The international search for the inaugural curator began in earnest earlier this month, after being put on pause at the outset of the pandemic. The chosen candidate will not only be charged with ensuring that the ROM’s collections contain items that reflect environmental issues, but also that the museum’s programming – from symposiums to exhibitions and children’s classes – engages visitors on key matters related to climate change.

Already, the ROM is integrating environment-related programming into its calendar. The Cloth that Changed the World, which opened earlier this month, takes a look at Indian chintz and its relationship with water crises. Opening in November, Wildlife Photographer of the Year features insights from ROM biodiversity experts. Elias Sime: Tightrope, which opens in the spring, uses repurposed electronic components to comment on the urgency of ecological sustainability. And next summer’s Into the Deep: A Tale of Three Whales explores the impacts of climate change on endangered whale species.

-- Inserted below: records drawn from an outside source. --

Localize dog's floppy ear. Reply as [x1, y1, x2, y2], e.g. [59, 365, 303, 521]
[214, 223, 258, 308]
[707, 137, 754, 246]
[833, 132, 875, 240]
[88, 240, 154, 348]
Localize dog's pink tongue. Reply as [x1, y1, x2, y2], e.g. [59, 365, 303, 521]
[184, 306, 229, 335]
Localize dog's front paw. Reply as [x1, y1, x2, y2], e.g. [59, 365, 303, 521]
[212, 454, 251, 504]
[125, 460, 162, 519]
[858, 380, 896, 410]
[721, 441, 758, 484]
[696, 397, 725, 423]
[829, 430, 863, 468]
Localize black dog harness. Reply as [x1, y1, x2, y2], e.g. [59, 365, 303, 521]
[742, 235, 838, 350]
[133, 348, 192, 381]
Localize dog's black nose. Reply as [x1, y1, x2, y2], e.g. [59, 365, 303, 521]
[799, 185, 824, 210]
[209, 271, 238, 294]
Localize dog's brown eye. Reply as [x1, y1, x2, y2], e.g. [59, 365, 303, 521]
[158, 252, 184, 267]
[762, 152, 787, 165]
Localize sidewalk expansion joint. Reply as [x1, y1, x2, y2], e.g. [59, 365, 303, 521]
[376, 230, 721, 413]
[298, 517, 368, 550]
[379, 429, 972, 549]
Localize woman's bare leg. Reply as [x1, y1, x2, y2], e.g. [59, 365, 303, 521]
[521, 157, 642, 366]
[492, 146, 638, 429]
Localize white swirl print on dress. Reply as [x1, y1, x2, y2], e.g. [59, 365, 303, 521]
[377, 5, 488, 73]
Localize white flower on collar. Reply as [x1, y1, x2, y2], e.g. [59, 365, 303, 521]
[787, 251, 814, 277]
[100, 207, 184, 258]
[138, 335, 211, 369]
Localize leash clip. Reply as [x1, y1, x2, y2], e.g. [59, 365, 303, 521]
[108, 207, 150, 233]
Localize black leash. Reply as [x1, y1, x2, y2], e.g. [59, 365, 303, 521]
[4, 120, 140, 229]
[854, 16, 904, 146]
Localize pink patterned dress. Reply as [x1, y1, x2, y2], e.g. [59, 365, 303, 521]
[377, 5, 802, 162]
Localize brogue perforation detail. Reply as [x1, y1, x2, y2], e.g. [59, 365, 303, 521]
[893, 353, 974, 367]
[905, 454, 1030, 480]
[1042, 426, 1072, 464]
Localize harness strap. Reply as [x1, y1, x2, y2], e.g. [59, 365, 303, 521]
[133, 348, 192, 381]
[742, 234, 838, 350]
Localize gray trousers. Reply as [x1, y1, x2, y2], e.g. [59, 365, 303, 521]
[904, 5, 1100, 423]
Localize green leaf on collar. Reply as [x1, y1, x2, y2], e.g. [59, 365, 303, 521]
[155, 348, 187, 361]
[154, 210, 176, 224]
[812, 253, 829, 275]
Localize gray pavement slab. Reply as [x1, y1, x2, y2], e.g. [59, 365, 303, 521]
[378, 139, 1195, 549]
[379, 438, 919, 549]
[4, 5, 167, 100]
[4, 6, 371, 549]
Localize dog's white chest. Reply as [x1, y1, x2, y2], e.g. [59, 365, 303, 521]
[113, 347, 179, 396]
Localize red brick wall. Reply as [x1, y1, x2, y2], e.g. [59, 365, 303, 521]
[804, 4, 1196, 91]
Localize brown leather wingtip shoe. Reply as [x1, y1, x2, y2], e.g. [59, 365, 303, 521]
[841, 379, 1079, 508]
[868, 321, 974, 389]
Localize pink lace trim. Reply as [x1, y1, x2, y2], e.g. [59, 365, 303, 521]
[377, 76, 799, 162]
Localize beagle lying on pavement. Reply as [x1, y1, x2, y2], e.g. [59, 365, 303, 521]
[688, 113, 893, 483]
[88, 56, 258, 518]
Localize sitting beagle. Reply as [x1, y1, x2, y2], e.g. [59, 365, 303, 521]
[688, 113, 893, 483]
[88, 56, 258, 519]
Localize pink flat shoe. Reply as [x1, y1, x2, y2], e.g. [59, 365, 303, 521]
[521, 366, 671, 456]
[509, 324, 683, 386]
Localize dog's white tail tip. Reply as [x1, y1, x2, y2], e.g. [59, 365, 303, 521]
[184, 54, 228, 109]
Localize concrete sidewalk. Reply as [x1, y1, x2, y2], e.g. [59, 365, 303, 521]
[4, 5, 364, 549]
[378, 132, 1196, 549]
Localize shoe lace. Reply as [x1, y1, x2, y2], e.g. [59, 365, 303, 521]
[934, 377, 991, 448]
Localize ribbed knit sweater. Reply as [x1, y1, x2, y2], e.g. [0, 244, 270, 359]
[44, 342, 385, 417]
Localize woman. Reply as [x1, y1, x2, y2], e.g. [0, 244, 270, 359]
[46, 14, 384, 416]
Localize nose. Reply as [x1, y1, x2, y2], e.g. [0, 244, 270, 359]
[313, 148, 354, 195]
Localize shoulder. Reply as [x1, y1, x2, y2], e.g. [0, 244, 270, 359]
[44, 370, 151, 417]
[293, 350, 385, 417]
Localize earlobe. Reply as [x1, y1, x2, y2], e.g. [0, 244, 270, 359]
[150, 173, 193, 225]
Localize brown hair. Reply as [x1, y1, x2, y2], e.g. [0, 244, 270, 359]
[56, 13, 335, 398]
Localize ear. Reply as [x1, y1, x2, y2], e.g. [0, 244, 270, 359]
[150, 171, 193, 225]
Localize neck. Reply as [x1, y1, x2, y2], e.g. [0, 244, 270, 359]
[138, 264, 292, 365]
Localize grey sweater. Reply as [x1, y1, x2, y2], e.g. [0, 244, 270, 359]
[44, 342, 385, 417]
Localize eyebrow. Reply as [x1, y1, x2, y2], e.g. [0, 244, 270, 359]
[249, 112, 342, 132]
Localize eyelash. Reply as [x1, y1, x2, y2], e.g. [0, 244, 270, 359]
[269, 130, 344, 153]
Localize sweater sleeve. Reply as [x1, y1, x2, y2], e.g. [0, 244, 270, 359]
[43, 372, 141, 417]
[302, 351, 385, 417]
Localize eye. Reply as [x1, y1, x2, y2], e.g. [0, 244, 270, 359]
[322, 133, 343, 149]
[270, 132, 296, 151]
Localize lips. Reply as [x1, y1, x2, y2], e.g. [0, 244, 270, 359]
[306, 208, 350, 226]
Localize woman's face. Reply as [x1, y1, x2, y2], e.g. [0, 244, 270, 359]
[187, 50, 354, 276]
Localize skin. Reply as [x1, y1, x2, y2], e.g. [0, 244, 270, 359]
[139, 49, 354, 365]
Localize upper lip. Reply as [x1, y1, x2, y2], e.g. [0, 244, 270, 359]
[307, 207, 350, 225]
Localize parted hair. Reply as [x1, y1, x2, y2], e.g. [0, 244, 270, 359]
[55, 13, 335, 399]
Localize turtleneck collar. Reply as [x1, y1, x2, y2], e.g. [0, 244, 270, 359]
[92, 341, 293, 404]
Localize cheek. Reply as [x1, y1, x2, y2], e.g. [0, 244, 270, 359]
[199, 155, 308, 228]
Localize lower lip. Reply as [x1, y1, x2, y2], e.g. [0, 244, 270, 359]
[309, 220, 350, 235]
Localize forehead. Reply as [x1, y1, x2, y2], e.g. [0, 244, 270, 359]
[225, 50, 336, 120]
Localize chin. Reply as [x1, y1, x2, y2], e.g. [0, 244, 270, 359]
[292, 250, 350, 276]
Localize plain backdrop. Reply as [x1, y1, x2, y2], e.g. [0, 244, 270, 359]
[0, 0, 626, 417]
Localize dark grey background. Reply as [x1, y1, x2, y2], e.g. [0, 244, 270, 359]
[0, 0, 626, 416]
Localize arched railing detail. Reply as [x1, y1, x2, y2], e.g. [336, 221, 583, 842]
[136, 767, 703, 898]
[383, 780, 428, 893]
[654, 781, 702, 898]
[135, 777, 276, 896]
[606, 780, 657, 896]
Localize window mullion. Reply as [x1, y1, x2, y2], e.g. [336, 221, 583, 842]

Shiff, though, wants his contribution to do more than fund shows that come and go. “I was not interested in seeing an exhibition where people come and say, ‘Wasn’t that fascinating?’ and then go home and forget about it,” he said. “The project must involve citizen engagement."

The ROM is Canada’s largest museum, with 270,000 square feet of gallery space and upward of 1.5 million visitors in a typical fiscal year. ROM director and CEO Josh Basseches said the institution is projecting that attendance will be cut in half this year due to the pandemic. Still, he is optimistic that the inaugural curator will be able to leverage the museum’s “bully pulpit” in order to educate the public and influence decision-makers.

“We’re one of the few great museums in the world that cut across art, culture and nature,” he said. “Given that the climate crisis is really about the interrelationship between human actions and the natural world, we’re uniquely situated to address it.”